Ele está bem aí, no seu rosto. Só precisa
do espelho certo para aparecer.
Eu já comecei a resgatar meu sorrir.
Tenho sorte: retiro o espelho mágico
de tempos em tempos da gaveta. Fui
apresentado para ele faz dez anos e não
pretendo esquecer jamais de sua existência.

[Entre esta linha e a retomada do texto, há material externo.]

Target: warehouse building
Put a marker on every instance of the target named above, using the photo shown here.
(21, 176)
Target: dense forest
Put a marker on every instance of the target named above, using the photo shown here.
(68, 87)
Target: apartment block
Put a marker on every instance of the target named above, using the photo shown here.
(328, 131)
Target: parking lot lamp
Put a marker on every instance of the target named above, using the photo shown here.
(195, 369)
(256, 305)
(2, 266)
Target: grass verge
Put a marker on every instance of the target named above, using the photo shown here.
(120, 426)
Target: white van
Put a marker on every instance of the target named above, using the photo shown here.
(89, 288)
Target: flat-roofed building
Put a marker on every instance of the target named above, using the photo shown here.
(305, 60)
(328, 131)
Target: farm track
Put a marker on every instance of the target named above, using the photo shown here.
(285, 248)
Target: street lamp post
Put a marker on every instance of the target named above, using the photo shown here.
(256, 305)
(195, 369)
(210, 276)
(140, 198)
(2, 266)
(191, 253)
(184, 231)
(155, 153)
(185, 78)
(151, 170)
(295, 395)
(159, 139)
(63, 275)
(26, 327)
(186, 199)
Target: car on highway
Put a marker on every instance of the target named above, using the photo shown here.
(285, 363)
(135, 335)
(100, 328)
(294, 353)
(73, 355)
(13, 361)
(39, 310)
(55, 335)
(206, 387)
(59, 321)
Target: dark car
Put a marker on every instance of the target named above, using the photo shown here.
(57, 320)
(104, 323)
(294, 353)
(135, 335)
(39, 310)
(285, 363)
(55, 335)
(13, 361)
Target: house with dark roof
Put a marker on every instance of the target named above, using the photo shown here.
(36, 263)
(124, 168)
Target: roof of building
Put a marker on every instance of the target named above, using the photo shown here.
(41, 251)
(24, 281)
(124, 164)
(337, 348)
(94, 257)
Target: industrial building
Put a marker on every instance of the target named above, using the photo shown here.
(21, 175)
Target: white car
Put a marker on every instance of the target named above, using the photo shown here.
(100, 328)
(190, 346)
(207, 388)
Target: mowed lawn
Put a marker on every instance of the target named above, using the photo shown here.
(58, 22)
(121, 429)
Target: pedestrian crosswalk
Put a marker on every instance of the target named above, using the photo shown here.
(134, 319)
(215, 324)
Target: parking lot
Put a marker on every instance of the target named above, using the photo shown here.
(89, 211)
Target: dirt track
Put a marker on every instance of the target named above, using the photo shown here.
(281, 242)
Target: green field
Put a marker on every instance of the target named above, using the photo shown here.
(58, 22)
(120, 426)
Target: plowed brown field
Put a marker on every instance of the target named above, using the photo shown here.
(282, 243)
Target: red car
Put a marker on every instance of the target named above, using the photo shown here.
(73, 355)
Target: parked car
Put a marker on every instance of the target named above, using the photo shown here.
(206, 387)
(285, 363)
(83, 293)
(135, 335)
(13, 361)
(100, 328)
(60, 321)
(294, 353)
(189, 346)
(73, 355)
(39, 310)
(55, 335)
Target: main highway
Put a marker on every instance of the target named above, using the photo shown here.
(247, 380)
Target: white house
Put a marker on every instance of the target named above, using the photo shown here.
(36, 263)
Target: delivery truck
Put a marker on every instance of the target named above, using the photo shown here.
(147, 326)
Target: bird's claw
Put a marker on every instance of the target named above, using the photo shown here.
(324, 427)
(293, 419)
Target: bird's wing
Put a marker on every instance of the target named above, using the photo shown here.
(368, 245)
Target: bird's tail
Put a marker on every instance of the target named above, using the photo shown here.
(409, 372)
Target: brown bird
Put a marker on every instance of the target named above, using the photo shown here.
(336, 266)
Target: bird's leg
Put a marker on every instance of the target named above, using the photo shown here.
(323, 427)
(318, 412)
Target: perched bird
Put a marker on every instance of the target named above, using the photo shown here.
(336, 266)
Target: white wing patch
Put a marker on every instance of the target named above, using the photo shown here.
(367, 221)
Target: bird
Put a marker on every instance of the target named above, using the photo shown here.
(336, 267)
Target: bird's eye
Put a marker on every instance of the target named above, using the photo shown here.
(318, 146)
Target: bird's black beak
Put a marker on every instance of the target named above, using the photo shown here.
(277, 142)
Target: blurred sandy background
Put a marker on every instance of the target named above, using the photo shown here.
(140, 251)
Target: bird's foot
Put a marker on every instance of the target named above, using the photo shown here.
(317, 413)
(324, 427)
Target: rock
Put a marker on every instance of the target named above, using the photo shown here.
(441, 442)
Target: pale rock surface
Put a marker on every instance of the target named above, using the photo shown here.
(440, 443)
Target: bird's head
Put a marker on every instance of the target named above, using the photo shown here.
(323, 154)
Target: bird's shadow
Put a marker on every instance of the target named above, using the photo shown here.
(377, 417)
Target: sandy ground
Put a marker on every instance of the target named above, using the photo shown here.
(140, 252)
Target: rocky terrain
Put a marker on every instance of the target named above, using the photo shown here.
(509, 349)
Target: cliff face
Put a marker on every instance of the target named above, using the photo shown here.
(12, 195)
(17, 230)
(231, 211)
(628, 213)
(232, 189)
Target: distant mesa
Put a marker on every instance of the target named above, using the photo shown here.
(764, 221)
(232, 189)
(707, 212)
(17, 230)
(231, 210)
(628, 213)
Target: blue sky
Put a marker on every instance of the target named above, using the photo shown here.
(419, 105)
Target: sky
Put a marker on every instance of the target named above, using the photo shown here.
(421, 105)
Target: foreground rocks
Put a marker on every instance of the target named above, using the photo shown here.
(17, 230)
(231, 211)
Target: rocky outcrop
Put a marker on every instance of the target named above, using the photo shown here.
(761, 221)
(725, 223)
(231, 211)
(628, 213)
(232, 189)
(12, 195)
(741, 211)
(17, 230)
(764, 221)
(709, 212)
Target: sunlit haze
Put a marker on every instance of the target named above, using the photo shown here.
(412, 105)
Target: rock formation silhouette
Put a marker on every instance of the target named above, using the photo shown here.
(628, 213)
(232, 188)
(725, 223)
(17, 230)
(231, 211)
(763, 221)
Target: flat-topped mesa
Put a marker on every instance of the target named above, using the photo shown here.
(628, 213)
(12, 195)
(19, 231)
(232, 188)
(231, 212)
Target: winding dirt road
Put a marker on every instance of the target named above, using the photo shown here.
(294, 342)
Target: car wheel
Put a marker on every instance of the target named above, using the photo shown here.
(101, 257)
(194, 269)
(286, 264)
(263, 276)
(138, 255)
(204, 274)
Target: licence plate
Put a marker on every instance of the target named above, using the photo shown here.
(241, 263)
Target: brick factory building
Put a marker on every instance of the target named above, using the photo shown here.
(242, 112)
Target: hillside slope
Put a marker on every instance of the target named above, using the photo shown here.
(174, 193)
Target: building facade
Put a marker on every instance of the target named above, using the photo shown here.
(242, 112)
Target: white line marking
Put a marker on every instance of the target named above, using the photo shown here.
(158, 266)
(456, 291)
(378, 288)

Descobri no olhar dos amigos de infância
o reflexo do meu melhor sorriso. Aquele
que tenho mais verdadeiro. Melhor: notei
que todos ainda sorriem do mesmo modo
diante dos meus olhos. E falam bobagens,
recordam histórias, mostram a criança que
jamais deixará de existir. Ao menos para
quem a deseja viva.
Muitos espelhos me aguardam em outubro.
Há uma tradição na escola em que
cursei o ensino fundamental e médio: a
cada intervalo de dez anos, os formandos
preparam uma festa. Nada de extraordinário,
apenas música, algo para comer e beber, um
salão enfeitado. Porém, a experiência de
encontrar centenas de amigos de infância
transforma completamente o cenário. J
uro que nenhuma festa de casamento, batizado,
Natal ou Ano Novo supera o índice de
sorrisos do reencontro. Sorrisos-espelho. Há
quem more nos EUA com passagem marcada
para Porto Alegre!
Um encontro comigo, aos dezessete
anos (ou menos).
Nem todas as escolas incentivam este
espírito de geração, de turma, de colegas
para vida inteira. Sou alguém de sorte. Meus
companheiros, também. Assim que começamos
a organizar o evento, os mais sensíveis se deram
conta de que beberão o elixir da juventude:
diante de nossa geração, somos todas as
idades, inclusive (principalmente) as que
ficaram bem para trás. Resgataremos apelidos,
vamos nos lembrar dos professores, das roupas
e bravatas. Mais: ofereceremos e tomaremos
de volta olhares sobre um período formador
de nossa história. Serão poucas horas que
valem dez anos de espera.
Nesta década, desde o último encontro, a
vida não parou: entre nós, houve sucessos e
fracassos, muitas perdas – algumas tão doídas
que brotam lágrimas enquanto escrevo
–, nascimentos, formaturas, casamentos,
separações, viagens de ida ou de volta.
Assunto não faltará caso o presente entre na
ordem do dia. Uns podem se surpreender
com o menino tímido que hoje é um astro, ou
com a moleca transformada em autoridade.
Outros, talvez a maioria, reconhecerão no
amigo de infância o caminho já traçado em
tempos idos: tão bom em matemática, a
carreira acadêmica caiu-lhe feito luva.
Do Colégio Anchieta para a vida, sem
perder-se das lembranças.
Os espelhos de classe já circulam entre
colegas: nossas fotos em 3 X 4 nas turmas,
ordenados pelo alfabeto. Ali estou, trinta
anos atrás. E os outros, até os que já não
mais estão por aqui. Especialmente eles...
Nem todos sorriem nas fotos. Mas posso
apostar que estarão felizes ao entrarem
no salão. Meninos e meninas. Crianças
grandes que encontrarão tempo, saco e
paciência para dar um nó na rotina e um
golpe no calendário. Sorrir tão largo que,
de ponta a ponta, alcançará de 1981 até
2011. Como por encanto.
E você: descobriu seu espelho mágico?